On 9 February 2017, the Constitutional Court handed down a judgment which may ultimately prove to be a significant departure from South Africa’s established legal practice, at least insofar as contractual relations in the petroleum retail industry are concerned.
The Petroleum Products Act (duly amended) has introduced a statutory form of arbitration for the resolution of certain contractual disputes arising between licensed retailers and wholesalers operating in the petroleum industry (whether this satisfies the requirements for classification as an arbitration is a debate for another day). In terms of s12B(1), a party can refer a dispute alleging an “unfair contractual practice” to the Controller of Petroleum Products (Controller) who may then in turn, refer the parties to arbitration.

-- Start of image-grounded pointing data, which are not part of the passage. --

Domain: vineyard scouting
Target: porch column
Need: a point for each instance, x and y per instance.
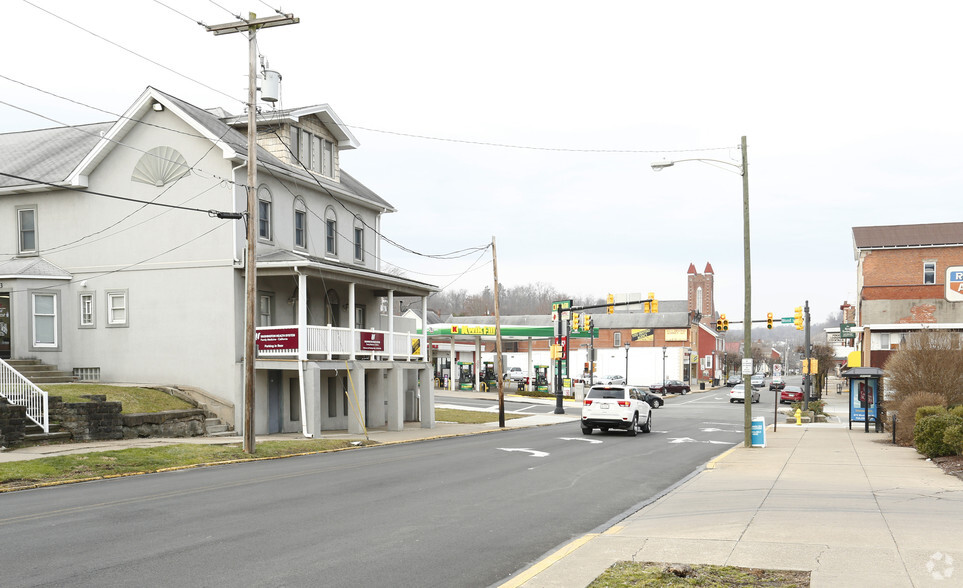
(351, 325)
(396, 399)
(391, 325)
(356, 400)
(427, 399)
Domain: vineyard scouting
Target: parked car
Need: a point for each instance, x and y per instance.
(790, 394)
(671, 387)
(654, 400)
(738, 394)
(615, 407)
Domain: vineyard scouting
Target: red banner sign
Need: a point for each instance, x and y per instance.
(277, 340)
(372, 341)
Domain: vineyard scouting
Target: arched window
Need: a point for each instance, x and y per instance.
(300, 224)
(265, 203)
(330, 231)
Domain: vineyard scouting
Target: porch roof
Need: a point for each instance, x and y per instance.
(284, 263)
(32, 267)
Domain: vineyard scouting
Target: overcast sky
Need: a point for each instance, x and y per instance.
(851, 110)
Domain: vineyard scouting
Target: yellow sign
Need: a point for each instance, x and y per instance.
(643, 334)
(472, 330)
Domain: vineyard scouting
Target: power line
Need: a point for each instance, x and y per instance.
(209, 212)
(121, 143)
(534, 148)
(132, 52)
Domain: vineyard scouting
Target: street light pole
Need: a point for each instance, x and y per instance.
(627, 345)
(743, 170)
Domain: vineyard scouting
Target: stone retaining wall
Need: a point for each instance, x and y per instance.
(13, 423)
(169, 423)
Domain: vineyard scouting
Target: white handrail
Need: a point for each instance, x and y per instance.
(16, 388)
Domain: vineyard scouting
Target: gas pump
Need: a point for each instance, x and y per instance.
(488, 375)
(541, 378)
(466, 375)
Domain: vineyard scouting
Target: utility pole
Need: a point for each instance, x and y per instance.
(250, 26)
(498, 343)
(808, 377)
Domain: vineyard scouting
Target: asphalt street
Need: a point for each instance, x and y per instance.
(465, 511)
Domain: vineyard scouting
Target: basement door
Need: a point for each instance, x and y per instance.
(5, 327)
(274, 401)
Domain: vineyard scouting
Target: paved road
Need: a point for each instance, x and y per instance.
(466, 511)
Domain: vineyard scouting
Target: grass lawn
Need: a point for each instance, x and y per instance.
(82, 466)
(134, 399)
(454, 415)
(648, 574)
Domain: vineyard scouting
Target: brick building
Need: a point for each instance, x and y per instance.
(903, 283)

No agreement to arbitrate is required.
Until the 9 February 2017 judgment, s12B(1) was interpreted rather restrictively which resulted in only a few disputes being referred to arbitration. In Business Zone 1010cc v Engen Petroleum Limited and others the Constitutional Court substantially widened the ambit of s12B by reducing the discretion afforded to the Controller to not refer a dispute alleging an unfair contractual practice to an arbitrator for determination.

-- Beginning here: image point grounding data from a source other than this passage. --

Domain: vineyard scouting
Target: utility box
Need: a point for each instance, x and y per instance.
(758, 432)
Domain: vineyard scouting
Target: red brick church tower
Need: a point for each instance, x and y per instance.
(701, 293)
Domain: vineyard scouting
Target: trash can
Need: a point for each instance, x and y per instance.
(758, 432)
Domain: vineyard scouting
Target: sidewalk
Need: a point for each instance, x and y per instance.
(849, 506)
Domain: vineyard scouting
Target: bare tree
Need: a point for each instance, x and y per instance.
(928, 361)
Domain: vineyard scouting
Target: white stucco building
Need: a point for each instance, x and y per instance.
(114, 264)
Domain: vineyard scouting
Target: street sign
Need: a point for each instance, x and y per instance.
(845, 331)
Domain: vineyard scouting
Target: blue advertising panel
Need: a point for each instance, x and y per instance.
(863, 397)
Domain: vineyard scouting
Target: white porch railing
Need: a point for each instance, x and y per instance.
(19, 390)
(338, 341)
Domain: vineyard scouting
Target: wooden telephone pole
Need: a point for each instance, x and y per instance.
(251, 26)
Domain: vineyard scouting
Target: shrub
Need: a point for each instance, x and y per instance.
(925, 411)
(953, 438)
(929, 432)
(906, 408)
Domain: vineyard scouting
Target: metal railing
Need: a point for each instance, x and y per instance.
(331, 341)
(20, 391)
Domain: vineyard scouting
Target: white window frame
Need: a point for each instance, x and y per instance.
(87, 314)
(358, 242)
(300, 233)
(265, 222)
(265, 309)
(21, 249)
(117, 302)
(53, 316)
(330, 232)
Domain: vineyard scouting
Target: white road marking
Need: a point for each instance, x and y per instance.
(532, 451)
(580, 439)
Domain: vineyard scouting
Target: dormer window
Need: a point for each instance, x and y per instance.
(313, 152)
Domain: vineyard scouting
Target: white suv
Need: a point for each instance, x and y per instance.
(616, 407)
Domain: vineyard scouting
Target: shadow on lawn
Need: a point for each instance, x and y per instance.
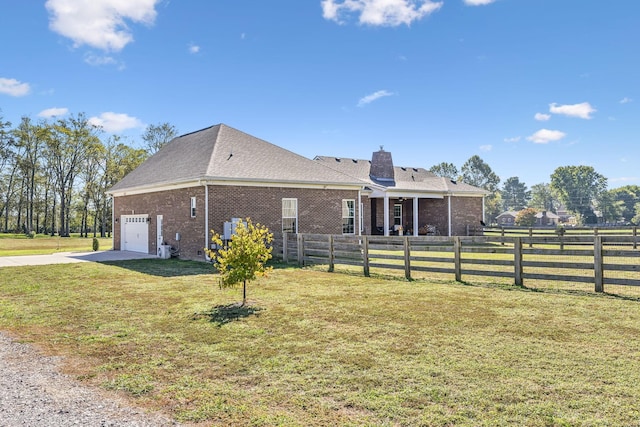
(223, 314)
(175, 267)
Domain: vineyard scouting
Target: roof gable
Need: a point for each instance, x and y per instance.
(407, 179)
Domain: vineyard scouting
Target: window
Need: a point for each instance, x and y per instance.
(289, 215)
(348, 216)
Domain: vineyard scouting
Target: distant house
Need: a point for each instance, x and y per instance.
(507, 218)
(546, 219)
(209, 178)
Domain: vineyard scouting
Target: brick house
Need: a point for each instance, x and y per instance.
(209, 178)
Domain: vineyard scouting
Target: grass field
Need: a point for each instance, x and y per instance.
(19, 244)
(318, 349)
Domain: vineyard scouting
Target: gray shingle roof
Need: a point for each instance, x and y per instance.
(222, 153)
(406, 178)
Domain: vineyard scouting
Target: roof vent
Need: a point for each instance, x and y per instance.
(382, 165)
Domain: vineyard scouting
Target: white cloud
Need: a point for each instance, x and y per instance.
(53, 112)
(624, 179)
(380, 12)
(544, 136)
(99, 23)
(582, 111)
(374, 96)
(13, 87)
(99, 60)
(116, 122)
(478, 2)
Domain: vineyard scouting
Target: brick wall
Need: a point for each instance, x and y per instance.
(319, 211)
(175, 208)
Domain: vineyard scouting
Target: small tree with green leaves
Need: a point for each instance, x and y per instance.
(244, 258)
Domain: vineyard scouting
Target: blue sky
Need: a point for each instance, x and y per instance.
(528, 85)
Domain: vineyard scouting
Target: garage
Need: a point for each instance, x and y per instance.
(135, 233)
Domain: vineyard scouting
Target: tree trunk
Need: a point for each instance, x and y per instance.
(244, 293)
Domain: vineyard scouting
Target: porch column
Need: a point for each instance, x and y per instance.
(416, 224)
(386, 214)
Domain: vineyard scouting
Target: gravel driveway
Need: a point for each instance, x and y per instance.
(34, 393)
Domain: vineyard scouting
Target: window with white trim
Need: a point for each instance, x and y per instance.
(348, 216)
(289, 215)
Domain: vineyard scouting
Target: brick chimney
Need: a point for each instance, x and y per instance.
(381, 166)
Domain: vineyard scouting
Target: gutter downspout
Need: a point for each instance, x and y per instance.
(386, 214)
(483, 218)
(206, 219)
(360, 215)
(113, 224)
(416, 224)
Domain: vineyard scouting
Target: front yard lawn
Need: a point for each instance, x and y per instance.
(317, 349)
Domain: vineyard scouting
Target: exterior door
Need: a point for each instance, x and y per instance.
(135, 233)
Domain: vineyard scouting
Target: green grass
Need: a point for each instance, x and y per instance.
(317, 349)
(16, 244)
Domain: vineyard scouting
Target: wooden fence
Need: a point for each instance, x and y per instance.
(600, 259)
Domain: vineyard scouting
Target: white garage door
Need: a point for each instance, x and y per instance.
(135, 233)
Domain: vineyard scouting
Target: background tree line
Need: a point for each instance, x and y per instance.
(54, 175)
(579, 190)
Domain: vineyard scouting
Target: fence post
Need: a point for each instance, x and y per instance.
(365, 255)
(517, 260)
(598, 264)
(331, 254)
(407, 259)
(456, 258)
(285, 248)
(300, 250)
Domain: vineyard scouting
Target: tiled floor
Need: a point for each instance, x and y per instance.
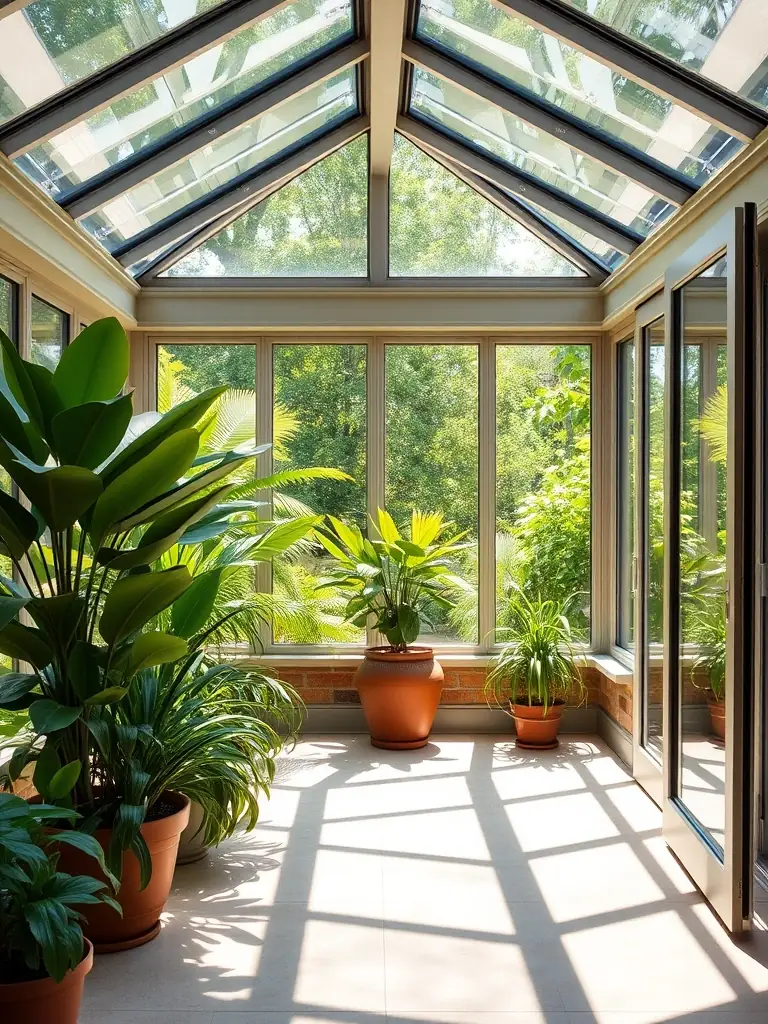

In the Pretoria High Court, Engen argued that as the contract upon which the dispute arose had been cancelled, the question could not relate to a “contractual practice”. Further, as the question of cancellation was then pending before another division of the High Court, Engen argued that the arbitrator was not entitled to consider the question of an alleged unfair contractual practice. These contentions were rejected by the High Court but Engen ultimately found favour with the Supreme Court of Appeal (SCA). Business Zone subsequently appealed the decision of the SCA to the Constitutional Court.

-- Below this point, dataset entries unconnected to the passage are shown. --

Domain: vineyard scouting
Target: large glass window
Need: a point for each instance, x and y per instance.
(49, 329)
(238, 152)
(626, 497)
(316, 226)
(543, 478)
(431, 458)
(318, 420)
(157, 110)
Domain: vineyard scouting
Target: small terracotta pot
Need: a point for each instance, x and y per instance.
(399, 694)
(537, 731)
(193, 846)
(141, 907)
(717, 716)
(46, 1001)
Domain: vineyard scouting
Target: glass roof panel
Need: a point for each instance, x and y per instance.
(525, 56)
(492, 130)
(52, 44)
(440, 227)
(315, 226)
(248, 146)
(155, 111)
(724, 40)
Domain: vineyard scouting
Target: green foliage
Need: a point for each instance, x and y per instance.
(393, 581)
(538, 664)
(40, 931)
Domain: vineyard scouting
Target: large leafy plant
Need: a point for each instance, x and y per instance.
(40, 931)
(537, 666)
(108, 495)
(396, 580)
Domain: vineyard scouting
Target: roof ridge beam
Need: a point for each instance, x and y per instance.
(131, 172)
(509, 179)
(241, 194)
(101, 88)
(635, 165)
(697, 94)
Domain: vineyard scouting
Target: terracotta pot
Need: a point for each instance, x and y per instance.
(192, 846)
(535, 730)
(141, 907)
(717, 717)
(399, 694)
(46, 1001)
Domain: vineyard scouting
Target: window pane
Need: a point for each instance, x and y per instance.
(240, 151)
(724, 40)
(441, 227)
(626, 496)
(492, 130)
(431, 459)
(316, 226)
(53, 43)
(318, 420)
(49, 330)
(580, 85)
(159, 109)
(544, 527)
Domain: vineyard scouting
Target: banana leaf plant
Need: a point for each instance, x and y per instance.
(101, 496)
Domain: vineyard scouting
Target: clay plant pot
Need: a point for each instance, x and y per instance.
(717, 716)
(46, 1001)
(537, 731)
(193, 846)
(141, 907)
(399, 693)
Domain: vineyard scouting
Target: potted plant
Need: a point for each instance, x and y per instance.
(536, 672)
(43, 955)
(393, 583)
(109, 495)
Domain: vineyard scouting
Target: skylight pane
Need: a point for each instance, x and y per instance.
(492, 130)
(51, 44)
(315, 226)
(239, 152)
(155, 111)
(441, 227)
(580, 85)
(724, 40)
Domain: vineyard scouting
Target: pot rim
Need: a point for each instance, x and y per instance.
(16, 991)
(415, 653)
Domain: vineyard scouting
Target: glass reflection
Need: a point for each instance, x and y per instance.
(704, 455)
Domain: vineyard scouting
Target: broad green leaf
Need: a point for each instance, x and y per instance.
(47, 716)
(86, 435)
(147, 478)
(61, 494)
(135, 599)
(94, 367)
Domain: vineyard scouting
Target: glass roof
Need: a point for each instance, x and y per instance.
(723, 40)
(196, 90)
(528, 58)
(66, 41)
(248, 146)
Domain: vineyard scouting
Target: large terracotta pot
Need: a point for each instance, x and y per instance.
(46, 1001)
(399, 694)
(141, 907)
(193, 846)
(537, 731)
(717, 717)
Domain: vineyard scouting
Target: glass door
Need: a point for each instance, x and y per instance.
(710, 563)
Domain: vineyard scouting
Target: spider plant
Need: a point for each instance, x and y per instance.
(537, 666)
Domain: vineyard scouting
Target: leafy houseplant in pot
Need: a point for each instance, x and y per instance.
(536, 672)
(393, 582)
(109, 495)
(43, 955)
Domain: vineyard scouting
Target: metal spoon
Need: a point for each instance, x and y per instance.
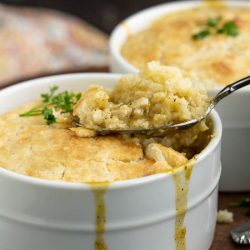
(241, 234)
(229, 89)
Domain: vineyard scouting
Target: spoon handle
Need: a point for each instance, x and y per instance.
(229, 89)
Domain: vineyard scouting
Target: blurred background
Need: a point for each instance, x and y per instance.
(47, 37)
(104, 14)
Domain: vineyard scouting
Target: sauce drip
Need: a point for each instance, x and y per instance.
(99, 193)
(181, 180)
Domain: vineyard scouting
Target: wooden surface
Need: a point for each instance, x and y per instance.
(222, 240)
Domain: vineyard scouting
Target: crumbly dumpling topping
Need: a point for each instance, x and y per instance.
(157, 96)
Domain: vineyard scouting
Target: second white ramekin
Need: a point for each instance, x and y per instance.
(234, 110)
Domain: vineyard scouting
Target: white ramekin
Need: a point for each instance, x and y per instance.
(38, 214)
(234, 110)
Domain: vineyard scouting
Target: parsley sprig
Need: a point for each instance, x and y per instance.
(214, 26)
(63, 102)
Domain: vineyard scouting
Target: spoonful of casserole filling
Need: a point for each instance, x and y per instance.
(155, 97)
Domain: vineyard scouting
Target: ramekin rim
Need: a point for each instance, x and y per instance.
(117, 184)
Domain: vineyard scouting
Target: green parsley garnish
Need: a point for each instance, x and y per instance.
(201, 34)
(214, 26)
(63, 102)
(229, 28)
(213, 22)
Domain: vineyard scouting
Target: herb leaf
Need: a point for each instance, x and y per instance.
(63, 102)
(229, 28)
(213, 22)
(201, 34)
(49, 116)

The Constitutional Court ultimately found in favour of Business Zone and set aside the decision of the SCA. As a result, the question of Engen’s unfair contractual practice was then referred to an arbitrator for determination.
This judgment is significant in a number of ways – firstly, the scope of the dispute and ultimately the jurisdiction of the arbitrator is defined in s12B(4) of the Act which states that an arbitrator “shall determine whether the alleged contractual practices concerned are unfair or unreasonable and, if so, shall make such award as he or she deems necessary to correct such practice”.
In terms of this section, an arbitrator is not empowered to make any determination which exceeds a finding on fairness or reasonableness. That means that principles of lawfulness for example fall outside the jurisdiction of the arbitrator. It would therefore appear that an argument that a lawfully concluded contract expressly permits the conduct concerned would fall outside of an arbitrator’s jurisdiction. Such a defence is based on the law of contract and not on principles of fairness or reasonableness. The maxim that “agreements are to be upheld” therefore plays no role in such proceedings. Only principles of fairness and reasonableness are relevant - a drastic departure from the rule of law one might say.
South African law does not embody a historical jurisprudence based on principles of equity and fairness to the exclusion of private law rights. Equity and fairness are not legal concepts clearly defined in our law. Not only will an arbitrator be called upon to make a call without the assistance of years of jurisprudence to guide them in reaching a decision, their decision will be final and binding on the parties. To make that clear: an unsuccessful party cannot appeal such an award where the statute prescribes that the award will be final and binding.
Drawing on the jurisprudence of our labour courts is not extremely helpful either. Labour disputes are normally resolved in a different manner and are aimed at protecting entirely different interests compared to the purely commercial interests here relevant.
Arbitrations are mostly conducted in private. Most of the widely-accepted rules in terms whereof arbitrations are administered impose the strictest forms of confidentiality on the parties covering the proceedings and the ultimate award itself. Arbitral awards are kept secret and are not relied upon or even referred to in arbitrations which follow. A s12B arbitration is no exception, further fuelling arbitrary decision making and removing the ability to learn from previous advancements or mistakes in applying these principles.
In light of this recent interpretation of s12B, we are now burdened with a mechanism to refer an alleged dispute relating to contractual unfairness against a possibly unwilling and un-consenting participant, to an arbitrator (in the absence of agreement) potentially appointed solely by the Controller, empowered to potentially apply principles of equity and fairness to the exclusion of principles of law and to force him or her to reach a decision to which no appeal will lie, which will most likely remain confidential, thereby depriving further arbitrators the opportunity to learn from such decisions.
How does this process affect well established private law rights? Is a claim based in contract then extinguished by such a decision? If so, how do we reconcile this with the principle that each party should be afforded equal opportunities to advance their own case and to exercise their own rights?
Importantly, if the parties choose an arbitrator and the rules under s 12B(2), can this decision be regarded as having been made freely? Further, would such an agreement protect the arbitrator from the danger of a review under PAJA?
I don’t think that this beast has a name yet. But it has certainly reared its head.